Every year, there is a growing interest and participation in the Datathon competition. Participants from around the world are tasked to apply their managerial, analytical, and communication skills to develop a strategy for a managerial problem set by one of Rotman’s industry partners. This blog post details the experience of Geran, a winner from last year’s Datathon competition.  

We had approximately two weeks to work on the Datathon, and the case was for a fictional regional bank based in US Midwest region that wanted to expand to Nebraska. So, the case gave you a cut of a pretty big data set of fixed-rate mortgages from Nebraska. And then you are to use that data set to help the fictional company to decide how to enter the region. They give us a lot of information, but the answer that they want is, in a way, open-ended. They want you to approach it as if you are a consultant advising bank board members. What should they do? What can you expect of that kind of thing?  

In the context of Datathon, we were presenting to the board member of the banks. So, you have to be sure that what you're presenting is something that the bank, or the board member can see and act upon. So, we want to go to Nebraska... how do we actually go to Nebraska? What's your proposal like one year, five years, ten years from now? That's what the banks in this situation want. Be sure to bring the business context into an analytical project. So, you've spent a lot of time thinking in this analytical mindset, and you think about how what can I get out of this dataset.  

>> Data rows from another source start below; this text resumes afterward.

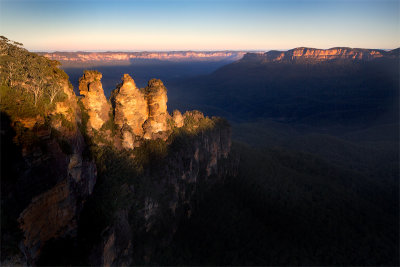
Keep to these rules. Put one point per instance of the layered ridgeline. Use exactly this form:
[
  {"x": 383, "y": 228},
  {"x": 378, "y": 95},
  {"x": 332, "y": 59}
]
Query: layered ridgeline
[
  {"x": 86, "y": 180},
  {"x": 303, "y": 85},
  {"x": 120, "y": 57}
]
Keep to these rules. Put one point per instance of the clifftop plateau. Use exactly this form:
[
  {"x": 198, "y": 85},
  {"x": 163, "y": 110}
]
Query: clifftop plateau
[
  {"x": 317, "y": 55},
  {"x": 128, "y": 56}
]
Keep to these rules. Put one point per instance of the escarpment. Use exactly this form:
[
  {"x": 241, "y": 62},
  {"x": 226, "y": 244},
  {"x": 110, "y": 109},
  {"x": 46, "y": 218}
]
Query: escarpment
[
  {"x": 94, "y": 99},
  {"x": 99, "y": 179},
  {"x": 305, "y": 54},
  {"x": 46, "y": 175}
]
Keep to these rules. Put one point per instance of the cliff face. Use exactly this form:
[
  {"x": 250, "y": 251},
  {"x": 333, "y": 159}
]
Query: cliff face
[
  {"x": 197, "y": 158},
  {"x": 94, "y": 99},
  {"x": 130, "y": 111},
  {"x": 156, "y": 95},
  {"x": 82, "y": 57},
  {"x": 46, "y": 176},
  {"x": 317, "y": 55},
  {"x": 128, "y": 179}
]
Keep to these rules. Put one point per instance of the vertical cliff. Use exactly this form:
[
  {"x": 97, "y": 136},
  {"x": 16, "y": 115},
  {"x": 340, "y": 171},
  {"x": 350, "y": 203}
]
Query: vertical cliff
[
  {"x": 110, "y": 190},
  {"x": 130, "y": 111},
  {"x": 156, "y": 95},
  {"x": 94, "y": 100},
  {"x": 157, "y": 172}
]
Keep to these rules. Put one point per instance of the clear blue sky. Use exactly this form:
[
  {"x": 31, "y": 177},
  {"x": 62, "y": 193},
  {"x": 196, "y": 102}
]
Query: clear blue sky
[{"x": 69, "y": 25}]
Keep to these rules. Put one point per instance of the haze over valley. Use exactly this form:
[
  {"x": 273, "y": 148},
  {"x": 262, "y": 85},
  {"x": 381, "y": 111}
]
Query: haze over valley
[{"x": 207, "y": 133}]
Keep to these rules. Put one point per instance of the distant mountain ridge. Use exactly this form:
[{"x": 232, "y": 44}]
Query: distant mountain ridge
[
  {"x": 314, "y": 54},
  {"x": 128, "y": 56}
]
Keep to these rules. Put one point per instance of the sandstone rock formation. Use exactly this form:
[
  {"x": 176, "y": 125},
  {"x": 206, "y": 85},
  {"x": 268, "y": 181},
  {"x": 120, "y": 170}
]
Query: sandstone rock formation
[
  {"x": 130, "y": 111},
  {"x": 156, "y": 96},
  {"x": 94, "y": 99},
  {"x": 49, "y": 174},
  {"x": 178, "y": 118}
]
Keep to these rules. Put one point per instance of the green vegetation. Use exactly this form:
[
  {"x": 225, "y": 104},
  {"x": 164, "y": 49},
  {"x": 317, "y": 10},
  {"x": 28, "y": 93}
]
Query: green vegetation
[{"x": 29, "y": 84}]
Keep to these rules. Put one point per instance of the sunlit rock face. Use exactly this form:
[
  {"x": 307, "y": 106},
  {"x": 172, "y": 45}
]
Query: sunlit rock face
[
  {"x": 130, "y": 111},
  {"x": 178, "y": 118},
  {"x": 317, "y": 55},
  {"x": 156, "y": 96},
  {"x": 94, "y": 100}
]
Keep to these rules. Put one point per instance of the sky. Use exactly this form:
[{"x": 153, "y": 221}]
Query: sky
[{"x": 165, "y": 25}]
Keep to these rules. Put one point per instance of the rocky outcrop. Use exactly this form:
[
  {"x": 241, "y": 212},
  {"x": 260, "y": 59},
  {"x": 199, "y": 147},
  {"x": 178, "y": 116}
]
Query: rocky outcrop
[
  {"x": 304, "y": 54},
  {"x": 198, "y": 157},
  {"x": 140, "y": 113},
  {"x": 130, "y": 111},
  {"x": 80, "y": 58},
  {"x": 93, "y": 99},
  {"x": 156, "y": 96},
  {"x": 178, "y": 118},
  {"x": 141, "y": 193}
]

But really, I think what differentiated our group, at the end, and winning the Datathon, was that we presented our conclusion in the form of a business presentation. We present it as if we had a fully-fledged, well- rounded deliverable to them. So instead of telling them “We found 123”, or “we built this amazing model that can predict with super high accuracy”, we presented several pieces of actionable suggestions, based on the technical things we did. Based on these ABC, we can recommend that the fictional company should adopt this market entry strategy. We think this recommendation is reasonable because of reasons 123. We incorporated the business elements, not just the data and the analytics.  

For someone like me, who came from an engineering background,  it is easy to get stuck in a data-based mindset. When you apply for a program like MMA (Master of Management Analytics), you think that it is going to be just about statistics, how one uses a data set,  and how that might be the core of your project. However, this Datathon prepares you to present information beyond the data to the client. You are presenting actionable information to a client that is backed by data.  

Don't get overwhelmed and don't get preoccupied by the data set. You must think about what you're presenting, who you're presenting to, and how to put all the analysis in a context that makes sense to the client.